Ces sénateurs qui nous veulent du bien

Ces sénateurs qui nous veulent du bien

La crise sanitaire en cours tombe à point nommé pour nos "élites" qui ont depuis bien longtemps jeté aux oubliettes toutes notions de "Bien Commun" et qui comptent profiter grassement de cette aubaine pour continuer leur travail de sape de la Nation et de contrôle/coercition de la population.

Depuis plusieurs décennies maintenant ils n'ont eu de cesse de détruire tout ce qui tenait encore debout en ce bas monde, sans oublier , au passage, de bien se remplir les coffres, en Suisse ou autres paradis fiscaux.

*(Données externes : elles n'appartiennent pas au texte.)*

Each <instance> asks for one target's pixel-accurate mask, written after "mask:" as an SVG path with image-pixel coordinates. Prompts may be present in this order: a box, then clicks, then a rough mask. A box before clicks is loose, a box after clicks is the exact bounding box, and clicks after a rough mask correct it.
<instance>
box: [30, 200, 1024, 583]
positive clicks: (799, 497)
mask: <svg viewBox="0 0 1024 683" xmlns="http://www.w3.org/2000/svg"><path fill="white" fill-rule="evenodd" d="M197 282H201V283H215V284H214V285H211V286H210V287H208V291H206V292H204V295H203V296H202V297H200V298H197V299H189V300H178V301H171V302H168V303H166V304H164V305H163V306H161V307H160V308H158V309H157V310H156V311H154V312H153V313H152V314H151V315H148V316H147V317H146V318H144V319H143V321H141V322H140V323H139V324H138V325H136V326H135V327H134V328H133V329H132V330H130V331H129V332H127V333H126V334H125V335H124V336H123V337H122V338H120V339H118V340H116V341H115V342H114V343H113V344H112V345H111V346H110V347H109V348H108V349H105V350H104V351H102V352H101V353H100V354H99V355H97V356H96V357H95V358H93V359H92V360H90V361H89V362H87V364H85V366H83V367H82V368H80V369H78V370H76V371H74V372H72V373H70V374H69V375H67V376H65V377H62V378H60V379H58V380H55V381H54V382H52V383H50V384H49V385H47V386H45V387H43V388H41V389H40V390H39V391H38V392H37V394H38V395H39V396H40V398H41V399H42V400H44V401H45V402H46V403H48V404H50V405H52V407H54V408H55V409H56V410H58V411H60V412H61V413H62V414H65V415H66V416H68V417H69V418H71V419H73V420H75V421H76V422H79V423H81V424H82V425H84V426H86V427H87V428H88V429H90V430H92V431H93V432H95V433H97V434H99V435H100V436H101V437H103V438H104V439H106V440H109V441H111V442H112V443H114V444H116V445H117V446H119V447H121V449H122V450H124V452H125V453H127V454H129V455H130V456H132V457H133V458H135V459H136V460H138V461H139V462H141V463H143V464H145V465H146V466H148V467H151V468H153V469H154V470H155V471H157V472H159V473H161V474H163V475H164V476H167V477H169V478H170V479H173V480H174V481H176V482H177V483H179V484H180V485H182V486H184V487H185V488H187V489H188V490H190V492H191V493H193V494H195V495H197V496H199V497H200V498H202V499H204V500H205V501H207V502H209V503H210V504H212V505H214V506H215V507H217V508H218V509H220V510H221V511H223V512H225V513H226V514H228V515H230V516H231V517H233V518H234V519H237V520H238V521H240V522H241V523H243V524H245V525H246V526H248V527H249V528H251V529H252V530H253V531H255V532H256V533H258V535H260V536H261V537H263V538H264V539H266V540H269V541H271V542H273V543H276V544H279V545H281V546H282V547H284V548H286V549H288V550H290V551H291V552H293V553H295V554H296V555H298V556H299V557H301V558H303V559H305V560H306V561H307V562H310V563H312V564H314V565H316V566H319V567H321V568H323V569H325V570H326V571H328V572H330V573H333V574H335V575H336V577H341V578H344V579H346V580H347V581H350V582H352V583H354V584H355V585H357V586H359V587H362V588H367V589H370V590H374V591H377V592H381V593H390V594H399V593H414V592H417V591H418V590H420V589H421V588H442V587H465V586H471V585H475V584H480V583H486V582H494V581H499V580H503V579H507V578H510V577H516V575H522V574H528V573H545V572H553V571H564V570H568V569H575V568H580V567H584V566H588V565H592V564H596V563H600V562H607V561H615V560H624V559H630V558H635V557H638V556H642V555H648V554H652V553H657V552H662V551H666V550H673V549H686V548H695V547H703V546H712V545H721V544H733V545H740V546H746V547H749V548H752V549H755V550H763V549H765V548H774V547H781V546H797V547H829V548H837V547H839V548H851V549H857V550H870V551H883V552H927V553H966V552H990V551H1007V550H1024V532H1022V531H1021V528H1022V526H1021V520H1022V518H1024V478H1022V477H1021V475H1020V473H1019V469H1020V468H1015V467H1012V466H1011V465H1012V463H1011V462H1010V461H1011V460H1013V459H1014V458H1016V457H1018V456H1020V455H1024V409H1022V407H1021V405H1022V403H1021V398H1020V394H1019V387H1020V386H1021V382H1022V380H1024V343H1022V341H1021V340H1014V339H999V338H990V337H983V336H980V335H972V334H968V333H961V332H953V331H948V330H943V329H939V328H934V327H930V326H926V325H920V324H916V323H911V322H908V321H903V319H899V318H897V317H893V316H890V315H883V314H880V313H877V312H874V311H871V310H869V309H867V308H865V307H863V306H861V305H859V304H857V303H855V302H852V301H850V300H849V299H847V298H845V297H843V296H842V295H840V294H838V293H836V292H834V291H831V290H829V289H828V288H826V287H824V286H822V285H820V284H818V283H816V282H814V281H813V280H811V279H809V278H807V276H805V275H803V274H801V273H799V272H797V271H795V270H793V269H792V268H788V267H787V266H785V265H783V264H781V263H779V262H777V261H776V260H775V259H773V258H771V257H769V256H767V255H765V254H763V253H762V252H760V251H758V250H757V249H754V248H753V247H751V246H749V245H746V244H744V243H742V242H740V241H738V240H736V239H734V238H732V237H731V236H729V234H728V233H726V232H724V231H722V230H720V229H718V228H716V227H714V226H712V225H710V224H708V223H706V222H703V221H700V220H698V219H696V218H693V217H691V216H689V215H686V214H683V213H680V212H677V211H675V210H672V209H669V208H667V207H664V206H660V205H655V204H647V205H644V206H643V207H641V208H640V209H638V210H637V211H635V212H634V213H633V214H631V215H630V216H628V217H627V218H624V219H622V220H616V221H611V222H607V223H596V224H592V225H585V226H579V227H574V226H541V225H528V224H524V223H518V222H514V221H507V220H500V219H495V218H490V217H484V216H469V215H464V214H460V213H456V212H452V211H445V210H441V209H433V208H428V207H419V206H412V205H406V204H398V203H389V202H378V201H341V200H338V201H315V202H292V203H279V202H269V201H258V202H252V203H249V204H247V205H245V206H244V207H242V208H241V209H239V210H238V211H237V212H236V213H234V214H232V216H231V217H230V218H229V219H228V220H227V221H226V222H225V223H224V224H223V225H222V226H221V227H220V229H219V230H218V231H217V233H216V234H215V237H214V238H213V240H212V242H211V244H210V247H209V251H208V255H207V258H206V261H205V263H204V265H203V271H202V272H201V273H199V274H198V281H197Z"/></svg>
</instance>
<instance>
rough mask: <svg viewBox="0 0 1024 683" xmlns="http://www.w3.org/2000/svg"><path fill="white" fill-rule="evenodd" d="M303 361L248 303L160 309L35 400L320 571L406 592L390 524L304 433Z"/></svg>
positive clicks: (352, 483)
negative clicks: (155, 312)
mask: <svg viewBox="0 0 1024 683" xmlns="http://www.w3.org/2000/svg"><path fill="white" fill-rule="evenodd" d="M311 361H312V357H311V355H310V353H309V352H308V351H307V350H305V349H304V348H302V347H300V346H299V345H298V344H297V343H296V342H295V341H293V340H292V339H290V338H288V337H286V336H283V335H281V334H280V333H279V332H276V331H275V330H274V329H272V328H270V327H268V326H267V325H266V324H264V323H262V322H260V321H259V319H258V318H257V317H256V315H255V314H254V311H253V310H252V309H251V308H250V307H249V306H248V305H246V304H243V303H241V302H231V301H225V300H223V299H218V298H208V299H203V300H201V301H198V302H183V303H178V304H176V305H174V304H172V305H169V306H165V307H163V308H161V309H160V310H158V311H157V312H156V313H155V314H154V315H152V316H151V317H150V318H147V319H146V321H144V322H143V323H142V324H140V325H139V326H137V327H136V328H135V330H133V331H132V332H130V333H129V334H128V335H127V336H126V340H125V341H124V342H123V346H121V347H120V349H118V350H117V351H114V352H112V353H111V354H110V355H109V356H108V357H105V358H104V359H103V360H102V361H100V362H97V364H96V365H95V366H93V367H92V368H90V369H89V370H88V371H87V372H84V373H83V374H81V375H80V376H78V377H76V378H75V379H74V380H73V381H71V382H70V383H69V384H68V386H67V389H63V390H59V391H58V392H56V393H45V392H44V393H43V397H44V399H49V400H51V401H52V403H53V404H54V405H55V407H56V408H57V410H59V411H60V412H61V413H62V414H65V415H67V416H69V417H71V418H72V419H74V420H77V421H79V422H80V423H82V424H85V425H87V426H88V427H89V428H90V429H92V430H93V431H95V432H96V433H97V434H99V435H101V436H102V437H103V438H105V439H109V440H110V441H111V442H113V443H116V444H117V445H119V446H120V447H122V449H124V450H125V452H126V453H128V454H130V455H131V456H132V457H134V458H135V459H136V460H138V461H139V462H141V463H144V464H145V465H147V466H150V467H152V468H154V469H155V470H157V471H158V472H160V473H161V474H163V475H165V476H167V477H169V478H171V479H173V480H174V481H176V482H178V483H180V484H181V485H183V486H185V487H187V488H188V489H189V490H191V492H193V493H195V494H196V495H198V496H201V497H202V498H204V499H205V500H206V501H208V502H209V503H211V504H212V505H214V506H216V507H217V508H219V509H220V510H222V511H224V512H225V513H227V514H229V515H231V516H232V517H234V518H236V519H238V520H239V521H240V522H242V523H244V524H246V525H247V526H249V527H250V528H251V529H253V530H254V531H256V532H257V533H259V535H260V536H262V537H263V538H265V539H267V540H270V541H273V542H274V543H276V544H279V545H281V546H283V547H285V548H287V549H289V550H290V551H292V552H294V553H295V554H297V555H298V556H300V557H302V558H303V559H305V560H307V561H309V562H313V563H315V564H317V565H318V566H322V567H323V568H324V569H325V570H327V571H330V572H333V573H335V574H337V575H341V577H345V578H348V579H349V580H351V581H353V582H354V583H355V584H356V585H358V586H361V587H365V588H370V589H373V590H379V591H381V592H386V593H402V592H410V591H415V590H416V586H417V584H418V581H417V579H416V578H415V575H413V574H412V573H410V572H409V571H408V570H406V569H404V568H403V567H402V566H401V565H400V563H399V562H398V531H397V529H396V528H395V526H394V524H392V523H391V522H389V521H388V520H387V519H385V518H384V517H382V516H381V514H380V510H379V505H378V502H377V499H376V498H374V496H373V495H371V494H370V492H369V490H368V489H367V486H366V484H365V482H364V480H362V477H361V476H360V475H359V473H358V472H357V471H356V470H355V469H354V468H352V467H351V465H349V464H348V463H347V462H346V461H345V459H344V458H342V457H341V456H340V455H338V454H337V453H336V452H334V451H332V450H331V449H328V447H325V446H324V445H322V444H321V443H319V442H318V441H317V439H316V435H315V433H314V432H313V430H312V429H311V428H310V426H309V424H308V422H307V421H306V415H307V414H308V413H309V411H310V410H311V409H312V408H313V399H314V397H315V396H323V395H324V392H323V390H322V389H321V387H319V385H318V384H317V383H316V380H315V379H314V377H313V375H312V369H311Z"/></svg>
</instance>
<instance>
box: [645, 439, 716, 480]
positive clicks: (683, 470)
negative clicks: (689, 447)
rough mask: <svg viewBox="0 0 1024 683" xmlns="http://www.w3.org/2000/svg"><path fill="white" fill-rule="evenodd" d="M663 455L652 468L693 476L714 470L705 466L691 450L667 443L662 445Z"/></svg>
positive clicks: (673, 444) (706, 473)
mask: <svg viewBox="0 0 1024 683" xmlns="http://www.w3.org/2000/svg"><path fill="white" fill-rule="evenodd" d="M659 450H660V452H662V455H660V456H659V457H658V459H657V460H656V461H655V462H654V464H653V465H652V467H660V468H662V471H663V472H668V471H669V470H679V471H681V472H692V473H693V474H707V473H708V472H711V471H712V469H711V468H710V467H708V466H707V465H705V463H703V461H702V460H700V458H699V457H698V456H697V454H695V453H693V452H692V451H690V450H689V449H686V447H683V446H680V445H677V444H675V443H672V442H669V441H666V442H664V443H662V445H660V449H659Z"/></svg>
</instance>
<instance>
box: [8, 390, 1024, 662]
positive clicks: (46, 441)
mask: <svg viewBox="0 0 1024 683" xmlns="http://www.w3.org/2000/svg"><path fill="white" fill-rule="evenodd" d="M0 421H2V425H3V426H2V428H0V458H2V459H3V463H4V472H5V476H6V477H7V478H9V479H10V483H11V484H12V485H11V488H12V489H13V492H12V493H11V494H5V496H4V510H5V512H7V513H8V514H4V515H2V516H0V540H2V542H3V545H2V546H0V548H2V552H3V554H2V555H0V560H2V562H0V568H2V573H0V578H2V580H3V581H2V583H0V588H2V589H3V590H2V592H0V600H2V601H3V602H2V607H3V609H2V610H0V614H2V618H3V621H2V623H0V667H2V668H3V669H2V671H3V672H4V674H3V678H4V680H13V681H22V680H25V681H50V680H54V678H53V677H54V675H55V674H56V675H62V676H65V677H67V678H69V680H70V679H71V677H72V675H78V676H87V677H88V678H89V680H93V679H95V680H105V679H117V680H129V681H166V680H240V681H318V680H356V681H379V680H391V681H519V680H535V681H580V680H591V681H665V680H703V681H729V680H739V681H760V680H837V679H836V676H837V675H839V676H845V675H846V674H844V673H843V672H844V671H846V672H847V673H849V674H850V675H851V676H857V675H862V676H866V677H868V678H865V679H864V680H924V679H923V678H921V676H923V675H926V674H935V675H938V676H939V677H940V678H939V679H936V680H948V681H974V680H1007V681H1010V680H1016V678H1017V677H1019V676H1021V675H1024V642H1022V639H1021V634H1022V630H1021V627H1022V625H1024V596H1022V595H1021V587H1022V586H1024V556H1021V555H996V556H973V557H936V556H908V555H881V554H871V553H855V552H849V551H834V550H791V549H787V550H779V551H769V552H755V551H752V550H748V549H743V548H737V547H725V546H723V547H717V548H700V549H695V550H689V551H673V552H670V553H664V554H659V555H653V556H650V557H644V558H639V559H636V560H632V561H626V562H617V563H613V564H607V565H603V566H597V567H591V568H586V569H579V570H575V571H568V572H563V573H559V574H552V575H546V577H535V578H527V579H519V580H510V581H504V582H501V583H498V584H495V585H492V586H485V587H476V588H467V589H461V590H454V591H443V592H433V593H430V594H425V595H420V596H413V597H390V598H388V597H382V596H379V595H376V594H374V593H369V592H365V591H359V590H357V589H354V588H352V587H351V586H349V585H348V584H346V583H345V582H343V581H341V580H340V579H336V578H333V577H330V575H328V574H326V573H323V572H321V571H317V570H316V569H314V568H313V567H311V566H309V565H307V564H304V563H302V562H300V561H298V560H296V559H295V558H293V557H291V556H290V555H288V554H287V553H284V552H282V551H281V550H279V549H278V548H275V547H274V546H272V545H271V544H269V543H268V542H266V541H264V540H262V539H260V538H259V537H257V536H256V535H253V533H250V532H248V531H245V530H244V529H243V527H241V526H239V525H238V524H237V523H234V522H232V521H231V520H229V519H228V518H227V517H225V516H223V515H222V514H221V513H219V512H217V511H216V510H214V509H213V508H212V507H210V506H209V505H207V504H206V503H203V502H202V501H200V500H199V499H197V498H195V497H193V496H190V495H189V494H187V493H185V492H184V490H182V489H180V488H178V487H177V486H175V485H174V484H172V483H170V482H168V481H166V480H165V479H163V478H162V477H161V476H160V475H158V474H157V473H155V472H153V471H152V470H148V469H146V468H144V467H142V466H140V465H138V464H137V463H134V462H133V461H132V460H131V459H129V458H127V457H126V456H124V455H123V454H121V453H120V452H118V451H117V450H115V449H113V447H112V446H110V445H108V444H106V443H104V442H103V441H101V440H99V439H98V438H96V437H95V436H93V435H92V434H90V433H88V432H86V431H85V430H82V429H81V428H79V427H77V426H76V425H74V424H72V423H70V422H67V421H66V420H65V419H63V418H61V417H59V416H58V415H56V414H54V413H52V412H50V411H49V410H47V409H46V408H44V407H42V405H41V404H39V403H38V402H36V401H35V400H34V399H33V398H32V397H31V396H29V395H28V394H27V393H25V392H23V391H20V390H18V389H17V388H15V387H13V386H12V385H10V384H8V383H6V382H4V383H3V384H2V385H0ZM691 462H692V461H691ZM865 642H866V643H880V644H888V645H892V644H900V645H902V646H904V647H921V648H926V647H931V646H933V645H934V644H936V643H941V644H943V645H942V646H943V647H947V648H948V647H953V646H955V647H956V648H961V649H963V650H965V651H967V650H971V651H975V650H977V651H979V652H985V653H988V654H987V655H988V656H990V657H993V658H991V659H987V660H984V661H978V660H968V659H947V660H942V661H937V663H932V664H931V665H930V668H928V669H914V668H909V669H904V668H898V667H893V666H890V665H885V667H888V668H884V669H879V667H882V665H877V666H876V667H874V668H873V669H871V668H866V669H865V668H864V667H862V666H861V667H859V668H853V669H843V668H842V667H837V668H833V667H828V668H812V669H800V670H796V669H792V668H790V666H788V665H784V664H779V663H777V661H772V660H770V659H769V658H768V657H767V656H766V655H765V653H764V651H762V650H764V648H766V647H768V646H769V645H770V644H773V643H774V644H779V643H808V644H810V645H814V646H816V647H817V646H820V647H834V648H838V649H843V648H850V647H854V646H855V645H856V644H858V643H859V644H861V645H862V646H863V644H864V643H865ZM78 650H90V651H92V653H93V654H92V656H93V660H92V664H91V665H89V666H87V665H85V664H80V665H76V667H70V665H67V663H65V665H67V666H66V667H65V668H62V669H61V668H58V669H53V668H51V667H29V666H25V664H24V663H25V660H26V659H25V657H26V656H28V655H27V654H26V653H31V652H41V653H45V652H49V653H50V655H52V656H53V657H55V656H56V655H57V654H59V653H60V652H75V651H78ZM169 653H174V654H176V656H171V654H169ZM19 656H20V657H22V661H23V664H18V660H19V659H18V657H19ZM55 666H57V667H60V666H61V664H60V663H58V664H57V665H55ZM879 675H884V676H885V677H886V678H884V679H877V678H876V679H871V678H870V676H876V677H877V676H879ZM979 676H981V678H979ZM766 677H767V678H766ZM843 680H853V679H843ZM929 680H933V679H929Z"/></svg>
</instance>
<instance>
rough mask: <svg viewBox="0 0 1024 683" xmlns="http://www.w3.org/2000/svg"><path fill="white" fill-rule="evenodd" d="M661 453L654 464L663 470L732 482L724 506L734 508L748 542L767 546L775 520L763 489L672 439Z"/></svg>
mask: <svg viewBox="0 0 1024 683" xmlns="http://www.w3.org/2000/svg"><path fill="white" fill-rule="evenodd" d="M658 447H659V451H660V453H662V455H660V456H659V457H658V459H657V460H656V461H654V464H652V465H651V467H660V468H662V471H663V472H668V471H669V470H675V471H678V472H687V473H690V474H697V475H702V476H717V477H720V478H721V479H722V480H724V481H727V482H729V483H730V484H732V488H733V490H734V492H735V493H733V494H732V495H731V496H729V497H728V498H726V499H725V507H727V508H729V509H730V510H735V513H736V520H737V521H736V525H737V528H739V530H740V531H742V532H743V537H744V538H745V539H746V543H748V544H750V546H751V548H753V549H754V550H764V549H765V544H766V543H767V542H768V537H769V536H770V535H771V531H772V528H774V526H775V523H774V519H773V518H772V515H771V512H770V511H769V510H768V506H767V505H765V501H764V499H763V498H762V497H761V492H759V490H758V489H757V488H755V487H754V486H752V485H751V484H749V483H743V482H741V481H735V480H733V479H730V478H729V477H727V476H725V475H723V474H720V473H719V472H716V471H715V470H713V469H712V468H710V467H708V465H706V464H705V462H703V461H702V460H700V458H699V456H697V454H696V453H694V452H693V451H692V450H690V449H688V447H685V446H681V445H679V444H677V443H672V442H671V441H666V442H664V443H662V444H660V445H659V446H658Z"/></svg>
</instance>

Et voici maintenant qu'ils fourbissent consciencieusement leurs armes pour finir de nous asservir complètement et nous réprimer si le besoin s'en faisait sentir.

En n'oubliant pas bien sûr, de prévoir quelques prélèvements ou amendes pour que nous contribuions à l'effort collectif nécessaire à la sortie de crise.

Si tant est qu'ils daignent bien ouvrir un jour la porte de notre cellule...

Nos zélés sénateurs s'en donnent donc à cœur joie, inspirés par les modèles chinois, coréens ou taïwanais, et ce qu'ils nous préparent n'est pas très réjouissant.

Assurément, l'argent de l'état (c'est à dire le nôtre) est bien dépensé.

Voici donc quelques extraits du Rapport d'Information N° 673 du 3 juin 2021.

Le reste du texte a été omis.